PALS: Manejo da Fibrilação Ventricular em Pediatria

FAMERP/HB - Faculdade de Medicina de São José do Rio Preto - Hospital de Base (SP) — Prova 2026

Enunciado

Menina de 8 anos, com diagnóstico recente de leucemia linfoblástica aguda, em tratamento no primeiro ciclo de quimioterapia, apresenta perda de consciência, apneia e ausência de pulso central palpável. O monitor cardíaco demonstra fibrilação ventricular. Reanimação cardiorrespiratória iniciada. Em relação às drogas que podem ser administradas durante a reanimação cardiorrespiratória podemos afirmar:

Alternativas

  1. A) A amiodarona deve ser utilizada após o terceiro choque.
  2. B) A lidocaína deve ser administrada após o primeiro choque.
  3. C) Está indicada a cardioversão elétrica sincronizada desde o primeiro ciclo de reanimação.
  4. D) A adrenalina deve ser usada precocemente no primeiro ciclo de reanimação, pois melhora o prognóstico.

Pérola Clínica

Ritmo chocável (FV/TVSP) em pediatria → Choque 1 → RCP → Choque 2 → Adrenalina → Choque 3 → Amiodarona.

Resumo-Chave

No algoritmo PALS para ritmos chocáveis, os antiarrítmicos (amiodarona ou lidocaína) são administrados apenas após o terceiro choque sem sucesso.

Contexto Educacional

O manejo da parada cardiorrespiratória (PCR) em pediatria exige o conhecimento estrito dos algoritmos do PALS. Para ritmos chocáveis (FV e TVSP), a sequência é: Choque (2 J/kg) -> RCP 2 min -> Choque (4 J/kg) -> RCP + Adrenalina -> Choque (≥4 J/kg) -> RCP + Amiodarona ou Lidocaína. A amiodarona é preferida por muitos especialistas, mas evidências recentes mostram que a lidocaína possui eficácia comparável em pediatria. A identificação correta do ritmo no monitor é crucial para evitar o erro de realizar cardioversão sincronizada (indicada para taquicardias com pulso) em um paciente em parada.

Perguntas Frequentes

Quando usar amiodarona na PCR pediátrica?
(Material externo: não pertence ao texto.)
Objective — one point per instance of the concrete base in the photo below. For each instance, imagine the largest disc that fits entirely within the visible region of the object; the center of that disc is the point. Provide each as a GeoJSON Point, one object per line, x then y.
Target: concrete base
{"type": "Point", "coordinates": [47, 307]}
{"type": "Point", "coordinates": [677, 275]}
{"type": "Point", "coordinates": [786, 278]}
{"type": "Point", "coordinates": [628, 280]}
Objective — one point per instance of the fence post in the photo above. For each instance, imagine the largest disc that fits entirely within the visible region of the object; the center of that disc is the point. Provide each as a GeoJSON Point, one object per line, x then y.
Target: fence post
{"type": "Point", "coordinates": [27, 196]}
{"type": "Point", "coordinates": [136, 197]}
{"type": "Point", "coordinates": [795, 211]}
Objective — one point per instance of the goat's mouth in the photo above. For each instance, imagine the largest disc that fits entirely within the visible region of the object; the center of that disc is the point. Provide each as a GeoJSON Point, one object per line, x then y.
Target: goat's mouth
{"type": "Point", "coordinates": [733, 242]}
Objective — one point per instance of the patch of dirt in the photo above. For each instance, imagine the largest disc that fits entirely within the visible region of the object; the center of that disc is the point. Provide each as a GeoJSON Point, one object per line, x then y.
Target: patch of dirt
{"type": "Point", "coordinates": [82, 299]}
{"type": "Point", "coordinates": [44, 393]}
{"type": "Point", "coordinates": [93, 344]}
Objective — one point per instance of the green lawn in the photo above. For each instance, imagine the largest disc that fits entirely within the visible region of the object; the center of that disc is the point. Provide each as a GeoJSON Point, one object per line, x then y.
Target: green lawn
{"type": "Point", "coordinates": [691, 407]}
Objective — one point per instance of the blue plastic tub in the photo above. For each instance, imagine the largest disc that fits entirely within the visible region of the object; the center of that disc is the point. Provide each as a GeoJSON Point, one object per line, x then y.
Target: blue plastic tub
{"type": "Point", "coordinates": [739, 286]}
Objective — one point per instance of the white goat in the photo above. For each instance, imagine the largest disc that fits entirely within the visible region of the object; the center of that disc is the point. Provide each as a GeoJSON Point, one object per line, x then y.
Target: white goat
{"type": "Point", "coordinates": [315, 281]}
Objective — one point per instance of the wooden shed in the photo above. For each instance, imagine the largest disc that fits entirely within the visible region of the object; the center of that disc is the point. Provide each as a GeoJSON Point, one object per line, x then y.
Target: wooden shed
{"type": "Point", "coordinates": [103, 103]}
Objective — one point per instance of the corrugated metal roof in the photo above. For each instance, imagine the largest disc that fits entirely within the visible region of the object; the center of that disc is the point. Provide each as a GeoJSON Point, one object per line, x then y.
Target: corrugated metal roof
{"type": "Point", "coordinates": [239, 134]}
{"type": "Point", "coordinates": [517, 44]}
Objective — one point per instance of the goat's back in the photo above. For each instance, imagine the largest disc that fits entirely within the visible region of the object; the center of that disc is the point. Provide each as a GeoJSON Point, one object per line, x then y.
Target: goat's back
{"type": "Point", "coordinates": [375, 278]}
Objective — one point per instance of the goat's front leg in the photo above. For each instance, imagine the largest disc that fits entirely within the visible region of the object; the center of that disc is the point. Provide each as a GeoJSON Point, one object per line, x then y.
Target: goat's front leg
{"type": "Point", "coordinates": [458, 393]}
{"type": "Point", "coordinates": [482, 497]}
A amiodarona (ou lidocaína) é indicada no tratamento da Fibrilação Ventricular (FV) ou Taquicardia Ventricular sem pulso (TVSP) que persiste após a desfibrilação. Segundo o protocolo PALS, ela deve ser administrada após o terceiro choque, intercalada com as manobras de RCP e a administração de adrenalina.

Qual a dose de desfibrilação em crianças?
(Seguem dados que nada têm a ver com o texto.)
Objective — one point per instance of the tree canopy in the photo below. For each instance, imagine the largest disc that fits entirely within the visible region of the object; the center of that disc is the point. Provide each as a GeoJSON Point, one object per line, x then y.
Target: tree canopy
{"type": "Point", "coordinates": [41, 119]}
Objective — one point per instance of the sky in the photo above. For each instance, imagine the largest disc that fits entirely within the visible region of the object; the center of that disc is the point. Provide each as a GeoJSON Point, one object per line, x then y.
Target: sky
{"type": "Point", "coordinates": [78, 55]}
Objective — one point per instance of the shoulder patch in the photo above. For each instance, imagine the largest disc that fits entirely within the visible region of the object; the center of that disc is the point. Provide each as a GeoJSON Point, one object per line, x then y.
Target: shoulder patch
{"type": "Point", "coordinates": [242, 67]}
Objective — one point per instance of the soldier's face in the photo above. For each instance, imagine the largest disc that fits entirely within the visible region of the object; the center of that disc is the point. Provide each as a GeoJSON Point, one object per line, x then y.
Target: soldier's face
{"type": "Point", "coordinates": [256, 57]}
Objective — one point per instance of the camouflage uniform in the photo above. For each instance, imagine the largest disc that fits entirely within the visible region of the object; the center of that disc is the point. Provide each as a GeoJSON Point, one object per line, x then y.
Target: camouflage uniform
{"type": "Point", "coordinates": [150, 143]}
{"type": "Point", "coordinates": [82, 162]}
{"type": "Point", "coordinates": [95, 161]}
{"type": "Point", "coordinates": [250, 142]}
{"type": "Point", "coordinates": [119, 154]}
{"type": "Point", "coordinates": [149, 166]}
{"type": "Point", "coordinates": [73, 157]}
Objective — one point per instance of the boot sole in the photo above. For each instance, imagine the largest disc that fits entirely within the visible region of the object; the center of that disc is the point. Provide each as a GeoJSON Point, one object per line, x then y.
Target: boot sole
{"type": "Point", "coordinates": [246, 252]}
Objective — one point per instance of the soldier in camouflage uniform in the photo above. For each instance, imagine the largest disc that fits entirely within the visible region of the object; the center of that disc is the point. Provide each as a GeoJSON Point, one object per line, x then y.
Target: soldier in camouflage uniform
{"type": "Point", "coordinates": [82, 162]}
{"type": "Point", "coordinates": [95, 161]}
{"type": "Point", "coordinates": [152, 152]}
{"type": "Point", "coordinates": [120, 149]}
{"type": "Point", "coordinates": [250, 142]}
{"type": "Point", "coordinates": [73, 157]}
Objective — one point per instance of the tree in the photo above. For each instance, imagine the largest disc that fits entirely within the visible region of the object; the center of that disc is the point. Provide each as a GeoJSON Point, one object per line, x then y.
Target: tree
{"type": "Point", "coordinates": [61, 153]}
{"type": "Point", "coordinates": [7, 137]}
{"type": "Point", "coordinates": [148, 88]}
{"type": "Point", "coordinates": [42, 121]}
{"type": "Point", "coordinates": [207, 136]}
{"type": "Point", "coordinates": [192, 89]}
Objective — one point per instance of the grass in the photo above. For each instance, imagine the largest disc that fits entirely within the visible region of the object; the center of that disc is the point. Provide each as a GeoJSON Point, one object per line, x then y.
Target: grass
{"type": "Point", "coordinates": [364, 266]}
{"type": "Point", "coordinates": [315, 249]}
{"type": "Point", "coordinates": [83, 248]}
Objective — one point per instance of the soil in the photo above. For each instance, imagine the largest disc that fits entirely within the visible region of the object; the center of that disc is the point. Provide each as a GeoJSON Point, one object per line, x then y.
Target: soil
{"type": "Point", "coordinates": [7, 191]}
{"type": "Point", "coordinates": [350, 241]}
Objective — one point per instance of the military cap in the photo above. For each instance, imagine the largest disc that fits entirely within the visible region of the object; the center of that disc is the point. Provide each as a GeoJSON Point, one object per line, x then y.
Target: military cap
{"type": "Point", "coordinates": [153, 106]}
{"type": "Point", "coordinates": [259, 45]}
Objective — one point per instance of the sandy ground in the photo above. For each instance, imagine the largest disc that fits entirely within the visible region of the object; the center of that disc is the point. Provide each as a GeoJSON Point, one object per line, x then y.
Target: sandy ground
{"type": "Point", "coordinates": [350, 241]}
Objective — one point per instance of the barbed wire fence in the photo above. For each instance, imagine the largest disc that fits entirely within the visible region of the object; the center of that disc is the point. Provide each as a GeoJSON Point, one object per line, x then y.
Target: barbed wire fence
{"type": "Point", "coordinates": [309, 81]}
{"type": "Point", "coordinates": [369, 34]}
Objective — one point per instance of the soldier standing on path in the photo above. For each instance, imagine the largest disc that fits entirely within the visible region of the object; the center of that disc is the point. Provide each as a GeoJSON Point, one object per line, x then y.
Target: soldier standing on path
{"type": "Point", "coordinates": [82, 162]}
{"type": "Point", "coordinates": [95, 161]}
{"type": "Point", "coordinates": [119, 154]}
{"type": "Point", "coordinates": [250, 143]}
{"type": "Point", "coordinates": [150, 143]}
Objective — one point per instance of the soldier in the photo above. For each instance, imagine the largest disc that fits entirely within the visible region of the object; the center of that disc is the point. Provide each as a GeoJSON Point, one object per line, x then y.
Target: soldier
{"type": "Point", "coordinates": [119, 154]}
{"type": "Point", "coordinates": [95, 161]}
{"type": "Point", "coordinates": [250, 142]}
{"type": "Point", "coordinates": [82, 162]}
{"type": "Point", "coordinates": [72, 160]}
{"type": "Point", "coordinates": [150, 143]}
A carga inicial para desfibrilação em pediatria é de 2 J/kg. Se o ritmo persistir, o segundo choque deve ser de 4 J/kg. Choques subsequentes devem ser de pelo menos 4 J/kg, podendo chegar a 10 J/kg ou à carga máxima de adulto, dependendo da resposta clínica.

Por que a adrenalina não é a primeira droga na FV?
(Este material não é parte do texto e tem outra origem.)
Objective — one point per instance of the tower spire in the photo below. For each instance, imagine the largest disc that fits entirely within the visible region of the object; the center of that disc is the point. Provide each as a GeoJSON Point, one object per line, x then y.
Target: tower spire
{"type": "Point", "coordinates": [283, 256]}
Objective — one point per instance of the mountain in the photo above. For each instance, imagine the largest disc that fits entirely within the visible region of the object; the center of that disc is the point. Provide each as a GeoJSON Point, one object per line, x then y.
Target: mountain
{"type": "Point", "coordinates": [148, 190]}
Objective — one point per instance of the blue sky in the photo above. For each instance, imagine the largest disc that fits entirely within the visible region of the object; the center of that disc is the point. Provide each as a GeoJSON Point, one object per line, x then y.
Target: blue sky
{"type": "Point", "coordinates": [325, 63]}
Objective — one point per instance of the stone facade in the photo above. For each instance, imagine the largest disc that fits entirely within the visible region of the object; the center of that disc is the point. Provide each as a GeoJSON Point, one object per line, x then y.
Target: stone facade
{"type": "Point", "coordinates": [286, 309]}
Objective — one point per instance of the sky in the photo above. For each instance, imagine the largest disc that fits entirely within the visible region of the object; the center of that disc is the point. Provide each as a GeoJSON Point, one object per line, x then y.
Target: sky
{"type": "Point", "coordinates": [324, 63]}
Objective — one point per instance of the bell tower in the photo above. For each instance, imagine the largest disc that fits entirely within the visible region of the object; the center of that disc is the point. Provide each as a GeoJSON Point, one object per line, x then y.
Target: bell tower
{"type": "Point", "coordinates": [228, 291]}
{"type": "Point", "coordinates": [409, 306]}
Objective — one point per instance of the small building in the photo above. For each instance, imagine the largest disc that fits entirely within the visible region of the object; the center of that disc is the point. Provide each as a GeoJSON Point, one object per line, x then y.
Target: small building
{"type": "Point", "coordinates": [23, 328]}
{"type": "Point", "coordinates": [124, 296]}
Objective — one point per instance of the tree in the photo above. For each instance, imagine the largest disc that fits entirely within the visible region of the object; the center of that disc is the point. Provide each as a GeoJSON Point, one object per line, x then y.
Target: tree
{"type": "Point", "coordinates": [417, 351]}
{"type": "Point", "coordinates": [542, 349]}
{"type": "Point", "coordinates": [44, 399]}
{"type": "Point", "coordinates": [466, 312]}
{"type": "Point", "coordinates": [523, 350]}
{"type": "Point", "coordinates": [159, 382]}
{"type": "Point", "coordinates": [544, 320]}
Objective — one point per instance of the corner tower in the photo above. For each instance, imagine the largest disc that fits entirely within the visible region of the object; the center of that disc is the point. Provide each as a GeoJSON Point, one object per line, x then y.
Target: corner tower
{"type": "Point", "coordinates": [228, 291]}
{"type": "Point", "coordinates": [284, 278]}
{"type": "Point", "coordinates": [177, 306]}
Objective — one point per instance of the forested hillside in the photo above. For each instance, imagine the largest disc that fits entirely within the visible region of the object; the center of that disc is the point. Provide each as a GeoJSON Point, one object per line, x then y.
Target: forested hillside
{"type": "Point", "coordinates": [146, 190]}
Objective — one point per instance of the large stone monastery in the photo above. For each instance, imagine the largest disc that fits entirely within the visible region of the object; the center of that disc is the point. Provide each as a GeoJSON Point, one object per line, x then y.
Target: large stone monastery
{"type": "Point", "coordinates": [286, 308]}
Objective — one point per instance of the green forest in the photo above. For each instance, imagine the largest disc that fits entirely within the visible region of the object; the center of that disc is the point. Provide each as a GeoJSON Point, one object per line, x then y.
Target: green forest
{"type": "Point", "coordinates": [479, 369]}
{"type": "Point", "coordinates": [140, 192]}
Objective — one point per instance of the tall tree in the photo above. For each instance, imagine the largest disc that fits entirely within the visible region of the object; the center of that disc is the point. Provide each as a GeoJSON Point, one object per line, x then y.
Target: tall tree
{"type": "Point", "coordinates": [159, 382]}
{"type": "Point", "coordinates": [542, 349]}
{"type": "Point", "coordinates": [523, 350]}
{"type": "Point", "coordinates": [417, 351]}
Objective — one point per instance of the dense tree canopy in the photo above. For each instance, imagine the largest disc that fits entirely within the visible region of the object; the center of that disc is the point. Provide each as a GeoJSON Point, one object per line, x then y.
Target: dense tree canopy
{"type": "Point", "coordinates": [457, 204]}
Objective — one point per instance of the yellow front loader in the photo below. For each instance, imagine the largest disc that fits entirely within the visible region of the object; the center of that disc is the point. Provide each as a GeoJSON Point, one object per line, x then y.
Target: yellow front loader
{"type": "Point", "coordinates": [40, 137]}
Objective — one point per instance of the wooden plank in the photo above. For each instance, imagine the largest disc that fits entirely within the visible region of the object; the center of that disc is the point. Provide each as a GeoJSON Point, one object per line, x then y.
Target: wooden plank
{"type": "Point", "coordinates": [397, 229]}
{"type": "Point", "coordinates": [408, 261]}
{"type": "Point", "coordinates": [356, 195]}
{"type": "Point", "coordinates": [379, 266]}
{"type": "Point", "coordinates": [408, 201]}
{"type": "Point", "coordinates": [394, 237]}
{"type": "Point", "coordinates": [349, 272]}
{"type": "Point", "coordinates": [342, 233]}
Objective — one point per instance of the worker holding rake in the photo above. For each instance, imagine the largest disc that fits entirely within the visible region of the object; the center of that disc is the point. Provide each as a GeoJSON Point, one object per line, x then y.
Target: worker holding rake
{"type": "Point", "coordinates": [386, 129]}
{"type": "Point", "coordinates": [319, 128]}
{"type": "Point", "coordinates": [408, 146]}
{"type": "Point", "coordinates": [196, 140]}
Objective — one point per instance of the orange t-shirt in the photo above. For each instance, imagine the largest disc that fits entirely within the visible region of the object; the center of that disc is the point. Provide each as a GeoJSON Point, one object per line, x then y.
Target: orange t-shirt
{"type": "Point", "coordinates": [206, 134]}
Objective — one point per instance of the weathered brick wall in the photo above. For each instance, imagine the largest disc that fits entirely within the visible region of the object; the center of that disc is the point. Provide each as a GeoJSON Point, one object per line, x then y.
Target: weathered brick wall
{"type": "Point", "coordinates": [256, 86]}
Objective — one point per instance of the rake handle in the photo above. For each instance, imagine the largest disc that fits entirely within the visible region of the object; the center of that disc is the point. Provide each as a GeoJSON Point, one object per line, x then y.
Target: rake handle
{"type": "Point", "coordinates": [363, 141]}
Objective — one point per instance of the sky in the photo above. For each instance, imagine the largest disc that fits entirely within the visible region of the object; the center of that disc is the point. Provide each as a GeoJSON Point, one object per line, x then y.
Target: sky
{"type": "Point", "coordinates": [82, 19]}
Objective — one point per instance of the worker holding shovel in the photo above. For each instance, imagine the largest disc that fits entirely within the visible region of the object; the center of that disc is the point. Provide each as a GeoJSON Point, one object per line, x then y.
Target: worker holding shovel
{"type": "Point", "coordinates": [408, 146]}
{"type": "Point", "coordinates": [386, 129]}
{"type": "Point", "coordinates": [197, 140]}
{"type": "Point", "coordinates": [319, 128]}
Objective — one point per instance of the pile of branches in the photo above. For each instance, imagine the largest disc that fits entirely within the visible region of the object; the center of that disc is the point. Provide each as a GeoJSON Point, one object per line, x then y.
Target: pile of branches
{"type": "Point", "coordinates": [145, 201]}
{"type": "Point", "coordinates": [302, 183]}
Em ritmos chocáveis, a prioridade absoluta é a desfibrilação precoce. A adrenalina é administrada após o segundo choque se a FV/TVSP persistir. Diferente dos ritmos não chocáveis (assistolia/AESP), onde a adrenalina deve ser feita o mais rápido possível, nos chocáveis o foco inicial é a reversão elétrica.